Receiving operating characteristics (ROC) curve for nn0, nn50 and nn10-10. FPR: false positive rate; TPR: true positive rate; nn0: no hidden layers; nn50: 1 hidden layer with 50 neurons; nn10-10: 2 hidden layers with 10 neurons.

Figure 3

Distribution of cases and controls across estimated risk score levels. Those with risk score >0.5 were identified as “cases.”.

Figure 4

Histogram of the difference in estimated risk score when turning specific factors ‘on’ and ‘off’ across the whole dataset.

Table 2

Number of individuals, gender and mean age for controls, cases and estimated risk levels from very low to very high.

Description	Number of Individuals	Number of Males, n (%; 95% CI)	Mean age, years
Controls	52080	40240 (77.37%; 76.9%-77.6%)	48.04
Cases	2604	2012 (77.27%; 75.9%-78.6%)	48.04
Very low risk (r ≤0.17)	70	4 (5.7%; 2.6%-12.1%)	54.32
Low risk (0.17<r ≤0.33)	25744	17884 (69.5%; 68.9%-69.9%)	48.07
Moderate-low risk (0.33<r ≤0.5)	17818	15850 (88.9%; 88.6%-89.3%)	46.52
Moderate-high risk (0.5<r ≤0.67)	6011	4765 (79.3%; 78.4%-80.1%)	49.31
High risk (0.67<r ≤0.83)	3675	2703 (73.5%; 72.3%-74.7%)	53.03
Very high risk (r>0.83)	1366	1046 (76.6%; 74.6%-78.4%)	47.75

Figure 5

Samples presenting a specific factor and their distribution across cases and controls, and across estimated risks from very low (VLR) to very high (VHR). To the left of each bar group, the total number of individuals presenting the factor (sample size). At the top, the distribution of the full population.

Figure 6

Incidence of factors for cases, controls and estimated risk levels from very low (VLR) to very high (VHR). Panels on the right hand column (shaded) have y-axis limits between 0% and 30% to facilitate visualization.
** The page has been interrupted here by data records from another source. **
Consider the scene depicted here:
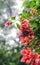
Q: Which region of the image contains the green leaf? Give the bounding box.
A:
[11,16,15,20]
[16,23,21,29]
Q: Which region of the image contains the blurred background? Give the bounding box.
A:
[0,0,24,65]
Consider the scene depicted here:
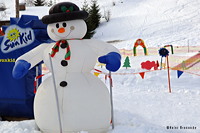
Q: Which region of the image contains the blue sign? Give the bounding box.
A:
[0,15,52,118]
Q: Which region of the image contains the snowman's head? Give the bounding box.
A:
[47,19,87,41]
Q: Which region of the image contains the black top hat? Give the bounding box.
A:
[42,2,88,24]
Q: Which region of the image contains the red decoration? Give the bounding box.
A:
[141,60,158,70]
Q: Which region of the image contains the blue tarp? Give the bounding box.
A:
[0,15,51,118]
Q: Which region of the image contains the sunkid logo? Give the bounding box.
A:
[1,25,35,53]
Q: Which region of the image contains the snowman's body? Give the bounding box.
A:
[17,2,119,133]
[19,40,117,133]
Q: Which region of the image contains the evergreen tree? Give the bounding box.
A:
[82,0,101,39]
[89,0,101,30]
[123,56,131,69]
[34,0,45,6]
[47,0,53,6]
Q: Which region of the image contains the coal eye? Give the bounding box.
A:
[56,23,59,28]
[63,23,67,27]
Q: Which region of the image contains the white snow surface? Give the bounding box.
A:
[0,0,200,133]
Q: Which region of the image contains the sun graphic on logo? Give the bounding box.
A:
[7,28,20,41]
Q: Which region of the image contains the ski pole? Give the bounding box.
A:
[49,53,62,133]
[109,71,114,129]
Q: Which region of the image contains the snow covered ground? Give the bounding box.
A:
[0,0,200,133]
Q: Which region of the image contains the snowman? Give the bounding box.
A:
[13,2,121,133]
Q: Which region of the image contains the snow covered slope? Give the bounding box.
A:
[18,0,200,49]
[0,0,200,133]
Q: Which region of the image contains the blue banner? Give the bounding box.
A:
[0,15,52,118]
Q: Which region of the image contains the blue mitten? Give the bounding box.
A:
[98,52,121,72]
[12,60,31,79]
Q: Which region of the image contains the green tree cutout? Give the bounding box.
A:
[123,56,131,69]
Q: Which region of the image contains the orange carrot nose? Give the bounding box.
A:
[58,28,65,33]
In terms of incidence (Figure 6, and Tables A9 to A12 of Multimedia Appendix 1), prescription of psychotropics across time-frames had an incidence between 77% and 90% on those with very high risk (r>0.83), and lower than 7% on those not at risk (r ≤0.5), except on the 5Y period, which had an incidence of 22% on those with moderate-low risk (0.33<r ≤0.5) (Figure 6). In comparison, between 35% and 48% of actual cases presented this factor. More than 70% had a depression and anxiety event and a hospital event between one year and five years before CLD.

Discussion Principal Results

The presented oversimplified system successfully differentiated between 2604 suicide cases and 52,080 matched controls in 73.22% of tested instances during 10x10-fold cross-validation. It achieved this using only routinely collected EHRs from GP and hospital admissions in the five years before the case’s CLD.
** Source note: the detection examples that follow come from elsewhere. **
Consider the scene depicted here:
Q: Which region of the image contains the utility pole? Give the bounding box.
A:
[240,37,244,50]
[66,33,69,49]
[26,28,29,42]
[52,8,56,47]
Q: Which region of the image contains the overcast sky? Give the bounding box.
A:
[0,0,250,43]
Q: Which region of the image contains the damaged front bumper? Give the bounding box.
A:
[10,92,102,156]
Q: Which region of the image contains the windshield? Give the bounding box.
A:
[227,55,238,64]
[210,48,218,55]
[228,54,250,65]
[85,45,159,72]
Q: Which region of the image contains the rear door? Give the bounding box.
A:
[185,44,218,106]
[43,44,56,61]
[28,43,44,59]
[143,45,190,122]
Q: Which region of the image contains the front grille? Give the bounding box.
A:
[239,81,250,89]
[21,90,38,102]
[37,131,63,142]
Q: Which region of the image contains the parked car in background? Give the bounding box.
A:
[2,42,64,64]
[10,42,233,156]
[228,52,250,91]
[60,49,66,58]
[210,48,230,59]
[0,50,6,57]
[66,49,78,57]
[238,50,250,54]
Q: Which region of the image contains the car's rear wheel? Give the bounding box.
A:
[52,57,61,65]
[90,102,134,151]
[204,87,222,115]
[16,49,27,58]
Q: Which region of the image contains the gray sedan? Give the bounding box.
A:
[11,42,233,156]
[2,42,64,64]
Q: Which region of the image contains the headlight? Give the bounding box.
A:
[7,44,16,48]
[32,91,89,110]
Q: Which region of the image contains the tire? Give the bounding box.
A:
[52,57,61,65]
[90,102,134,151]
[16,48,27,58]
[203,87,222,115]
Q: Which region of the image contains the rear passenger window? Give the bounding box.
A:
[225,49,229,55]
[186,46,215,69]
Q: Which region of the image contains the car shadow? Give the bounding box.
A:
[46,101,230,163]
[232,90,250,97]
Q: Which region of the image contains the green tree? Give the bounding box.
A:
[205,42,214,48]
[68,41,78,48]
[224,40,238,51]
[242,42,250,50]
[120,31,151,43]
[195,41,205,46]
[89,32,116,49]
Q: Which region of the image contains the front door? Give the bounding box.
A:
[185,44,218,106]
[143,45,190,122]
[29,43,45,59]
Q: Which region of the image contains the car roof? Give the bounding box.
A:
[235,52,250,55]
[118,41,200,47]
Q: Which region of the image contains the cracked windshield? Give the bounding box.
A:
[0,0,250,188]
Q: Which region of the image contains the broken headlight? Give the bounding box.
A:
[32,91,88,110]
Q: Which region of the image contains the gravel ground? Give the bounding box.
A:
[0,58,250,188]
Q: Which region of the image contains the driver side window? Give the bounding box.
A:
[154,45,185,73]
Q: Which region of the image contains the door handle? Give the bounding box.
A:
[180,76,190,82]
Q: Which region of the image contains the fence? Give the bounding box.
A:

The reduction in error rate as the number of hidden layers increased is representative of the complexity of the underlying suicide factors-risk model. In our case, results barely changed when the number of neurons in the hidden layers increased. In fact, performance differences between networks with the same number of layers came from a better tuning of the output scores resulting in an operational point closer to the optimal (ie, equal error rate). Overall, we expect the advantages of having more layers and neurons to become obvious when more factors are fed into the model.

The disparity that was observed between sensitivity and specificity and on the score distribution between cases and controls highlights the variation in the level of difficulty experienced when analyzing both groups. Controls seem to follow more uniform patterns and are therefore easier to identify, hence the higher specificity and the clustering of controls below a 0.5 score. On the other hand, patterns of the cases are more heterogeneous, with some having feature vectors identical to controls, which explains the lower sensitivity and the almost uniform distribution of cases across risk scores.
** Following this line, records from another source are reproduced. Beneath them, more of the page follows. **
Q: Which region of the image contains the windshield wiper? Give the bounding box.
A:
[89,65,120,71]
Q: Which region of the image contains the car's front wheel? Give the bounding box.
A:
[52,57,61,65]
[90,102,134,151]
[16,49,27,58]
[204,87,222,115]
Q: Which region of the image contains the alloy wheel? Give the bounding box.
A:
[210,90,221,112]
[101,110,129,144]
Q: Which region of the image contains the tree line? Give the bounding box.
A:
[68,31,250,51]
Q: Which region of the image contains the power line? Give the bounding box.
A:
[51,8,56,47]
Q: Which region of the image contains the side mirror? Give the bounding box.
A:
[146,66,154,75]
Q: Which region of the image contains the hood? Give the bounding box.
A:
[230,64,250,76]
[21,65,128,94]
The presented behavioral evaluations do not unequivocally explain the factor-risk model built by the network. However, they do provide a general idea of what is driving the output score upwards. The input factors prescription of psychotropics, depression and anxiety, and self-harm, and, to a lower degree, drugs and alcohol misuse, were strongly linked with increasing estimated risk scores. This is in keeping with previous literature [6-8] and provides evidence for proof of concept and the feasibility of identifying high risk individuals using ANNs and routinely collected EHRs. Similarly, gender and age were not related with risk estimation, also in line with findings of short-term risk studies [10].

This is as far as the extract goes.